Though ‘extreme impact’ in the rise of Corbyn is missing, otherwise coupled with ‘rarity’ and ‘retrospective (not prospective) predictability’ makes what we know as the black swan. For 2019, it is difficult to predict who can be the Corbyn of India. He may be anyone from Congress, or a populist from any regional party if they are projected as PM candidate. But even if in the extreme case of them doing well in the election – the results which will be analysed ex post facto – will not be true in the sense that none of it could be predicted before the event (election). In the highly unlikely (rare) event of BJP missing the majority, we will sit back and pull out all the reasons – and they will be the statements after ‘buts’ in the above paragraph – to portray what went wrong. We would be attributing demonetisation as a ‘big blow to Modi’ adding various hitherto non issues.
*Idea of black swan borrowed from works of ‘Taleb’* Here, Source – nytimes
Here it is important to note that even though the cancer has been removed, small lumps remain; which are mostly unnoticed to the naked eye. They might add, mathematically, under circumstances which are often difficult to explain prospectively; but when they do, they add on to become monstrous enough to give a setback to anyone who took them lightly. Probably BJP from this point are right in not being over-confident like Vajpayee government once was; but it would be devastating for them if despite doing everything calculated and correct; they encounter something ugly on D-Day in 2019 – if the black swan happens which they would hate to see. So, there of course is a non-zero possibility of the emergence of someone like Corbyn in Indian politics, who will snatch an enviable share of popular votes from BJP, no one can be fairly sure about the occurrence or non-occurrence of it. The worst part for BJP is that they can do nothing about it and hope that such a rarity does not happen in 2019.
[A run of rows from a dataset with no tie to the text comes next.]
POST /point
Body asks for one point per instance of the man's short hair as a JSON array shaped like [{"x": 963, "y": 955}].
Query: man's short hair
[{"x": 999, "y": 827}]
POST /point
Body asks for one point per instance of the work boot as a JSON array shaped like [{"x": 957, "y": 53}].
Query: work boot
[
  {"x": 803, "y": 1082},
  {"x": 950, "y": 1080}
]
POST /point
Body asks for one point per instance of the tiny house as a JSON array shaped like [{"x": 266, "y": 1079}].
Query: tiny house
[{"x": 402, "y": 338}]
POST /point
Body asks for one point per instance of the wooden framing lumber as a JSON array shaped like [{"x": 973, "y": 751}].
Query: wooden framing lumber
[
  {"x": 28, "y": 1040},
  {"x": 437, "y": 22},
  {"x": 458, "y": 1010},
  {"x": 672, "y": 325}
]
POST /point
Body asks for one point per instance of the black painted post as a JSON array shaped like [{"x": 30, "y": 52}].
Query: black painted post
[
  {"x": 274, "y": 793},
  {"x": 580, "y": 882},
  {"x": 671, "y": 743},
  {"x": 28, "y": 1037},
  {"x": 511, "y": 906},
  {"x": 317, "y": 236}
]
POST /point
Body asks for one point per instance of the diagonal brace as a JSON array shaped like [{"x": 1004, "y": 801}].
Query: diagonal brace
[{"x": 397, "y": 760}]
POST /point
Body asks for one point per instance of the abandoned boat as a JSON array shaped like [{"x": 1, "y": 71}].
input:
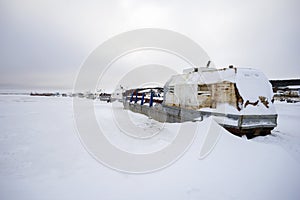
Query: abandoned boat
[{"x": 239, "y": 99}]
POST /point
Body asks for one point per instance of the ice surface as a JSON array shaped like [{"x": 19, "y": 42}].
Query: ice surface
[{"x": 41, "y": 157}]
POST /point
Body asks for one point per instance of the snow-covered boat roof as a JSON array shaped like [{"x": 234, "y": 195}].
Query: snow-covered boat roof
[{"x": 251, "y": 83}]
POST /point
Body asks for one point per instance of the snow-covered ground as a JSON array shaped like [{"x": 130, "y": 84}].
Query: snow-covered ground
[{"x": 41, "y": 157}]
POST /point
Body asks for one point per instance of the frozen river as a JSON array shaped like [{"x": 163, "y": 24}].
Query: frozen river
[{"x": 41, "y": 157}]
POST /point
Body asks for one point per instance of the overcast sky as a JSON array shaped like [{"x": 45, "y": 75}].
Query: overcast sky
[{"x": 44, "y": 43}]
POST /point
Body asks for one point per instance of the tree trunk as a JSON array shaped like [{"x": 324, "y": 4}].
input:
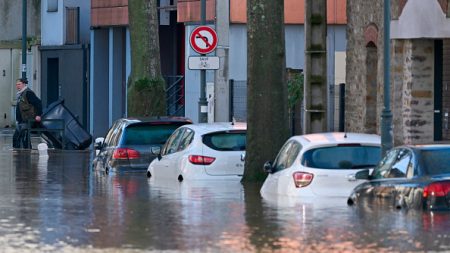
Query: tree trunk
[
  {"x": 267, "y": 112},
  {"x": 146, "y": 86}
]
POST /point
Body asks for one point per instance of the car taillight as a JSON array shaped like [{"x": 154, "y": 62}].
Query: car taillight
[
  {"x": 125, "y": 153},
  {"x": 302, "y": 179},
  {"x": 201, "y": 160},
  {"x": 436, "y": 189}
]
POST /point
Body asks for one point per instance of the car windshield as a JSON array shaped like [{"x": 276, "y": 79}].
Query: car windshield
[
  {"x": 342, "y": 157},
  {"x": 436, "y": 161},
  {"x": 141, "y": 134},
  {"x": 226, "y": 141}
]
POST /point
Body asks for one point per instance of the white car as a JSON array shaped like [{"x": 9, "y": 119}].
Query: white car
[
  {"x": 202, "y": 151},
  {"x": 320, "y": 165}
]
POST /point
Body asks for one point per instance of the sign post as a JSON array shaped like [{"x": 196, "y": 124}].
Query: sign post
[{"x": 203, "y": 40}]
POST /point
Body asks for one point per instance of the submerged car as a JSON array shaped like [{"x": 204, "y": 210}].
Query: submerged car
[
  {"x": 127, "y": 145},
  {"x": 202, "y": 151},
  {"x": 411, "y": 177},
  {"x": 320, "y": 165}
]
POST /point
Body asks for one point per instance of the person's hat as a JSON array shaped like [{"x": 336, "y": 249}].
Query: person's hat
[{"x": 23, "y": 80}]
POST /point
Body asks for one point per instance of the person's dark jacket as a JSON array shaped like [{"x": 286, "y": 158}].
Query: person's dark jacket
[{"x": 33, "y": 100}]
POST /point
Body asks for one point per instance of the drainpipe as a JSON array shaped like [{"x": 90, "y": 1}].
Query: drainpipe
[
  {"x": 203, "y": 104},
  {"x": 386, "y": 115},
  {"x": 24, "y": 39}
]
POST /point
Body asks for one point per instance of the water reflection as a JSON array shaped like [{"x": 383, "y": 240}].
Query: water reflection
[{"x": 59, "y": 205}]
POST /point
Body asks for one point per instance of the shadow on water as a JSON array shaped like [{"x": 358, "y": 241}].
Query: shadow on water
[{"x": 60, "y": 205}]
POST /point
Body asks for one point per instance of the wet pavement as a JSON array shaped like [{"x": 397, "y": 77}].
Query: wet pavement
[{"x": 58, "y": 204}]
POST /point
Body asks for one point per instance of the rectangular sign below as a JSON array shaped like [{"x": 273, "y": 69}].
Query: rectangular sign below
[{"x": 203, "y": 62}]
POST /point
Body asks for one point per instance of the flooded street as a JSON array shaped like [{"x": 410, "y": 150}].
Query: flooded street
[{"x": 59, "y": 205}]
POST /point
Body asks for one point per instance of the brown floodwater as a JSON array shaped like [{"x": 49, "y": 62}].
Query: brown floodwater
[{"x": 58, "y": 204}]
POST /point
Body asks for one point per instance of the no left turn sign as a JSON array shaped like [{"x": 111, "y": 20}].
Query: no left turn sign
[{"x": 203, "y": 39}]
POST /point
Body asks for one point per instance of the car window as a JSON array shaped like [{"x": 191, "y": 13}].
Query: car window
[
  {"x": 226, "y": 141},
  {"x": 401, "y": 165},
  {"x": 287, "y": 155},
  {"x": 435, "y": 161},
  {"x": 110, "y": 133},
  {"x": 187, "y": 138},
  {"x": 115, "y": 137},
  {"x": 346, "y": 156},
  {"x": 147, "y": 134},
  {"x": 172, "y": 143},
  {"x": 382, "y": 169}
]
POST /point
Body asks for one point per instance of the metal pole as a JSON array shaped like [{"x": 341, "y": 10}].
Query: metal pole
[
  {"x": 386, "y": 115},
  {"x": 24, "y": 39},
  {"x": 203, "y": 103}
]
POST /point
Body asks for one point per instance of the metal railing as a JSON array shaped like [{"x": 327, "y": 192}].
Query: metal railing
[{"x": 175, "y": 95}]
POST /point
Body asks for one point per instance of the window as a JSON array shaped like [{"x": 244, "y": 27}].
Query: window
[
  {"x": 172, "y": 143},
  {"x": 147, "y": 134},
  {"x": 352, "y": 156},
  {"x": 401, "y": 166},
  {"x": 187, "y": 138},
  {"x": 382, "y": 170},
  {"x": 435, "y": 161},
  {"x": 287, "y": 155},
  {"x": 226, "y": 141}
]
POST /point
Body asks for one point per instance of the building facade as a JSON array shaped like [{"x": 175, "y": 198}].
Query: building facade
[
  {"x": 11, "y": 53},
  {"x": 419, "y": 69},
  {"x": 110, "y": 53}
]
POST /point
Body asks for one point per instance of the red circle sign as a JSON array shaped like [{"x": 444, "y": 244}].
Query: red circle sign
[{"x": 203, "y": 39}]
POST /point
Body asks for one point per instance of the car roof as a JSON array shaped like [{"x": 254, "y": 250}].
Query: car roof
[
  {"x": 330, "y": 138},
  {"x": 426, "y": 146},
  {"x": 204, "y": 128},
  {"x": 154, "y": 120}
]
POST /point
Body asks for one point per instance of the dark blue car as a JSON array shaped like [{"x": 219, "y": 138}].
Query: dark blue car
[{"x": 415, "y": 177}]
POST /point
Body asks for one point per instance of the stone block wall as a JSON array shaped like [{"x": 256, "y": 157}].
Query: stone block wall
[
  {"x": 413, "y": 91},
  {"x": 412, "y": 77},
  {"x": 360, "y": 16}
]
To summarise, after I tried to analyse the analysis of May’s ‘loss’, none of the ‘reasons’ were apparent before the results. Only after results came, that people started ascribing reasons to the ‘loss’. This is the beauty of a ‘rare’ event; it cannot be anticipated; all we can do is ascribe some reasons without knowing if they were actual reasons.
We cannot see any reason why BJP would get lesser seats than it holds now in 2019, but no one can rule out such an event. It will be a rarity and then, the small, non issues would have piled on to haunt the BJP.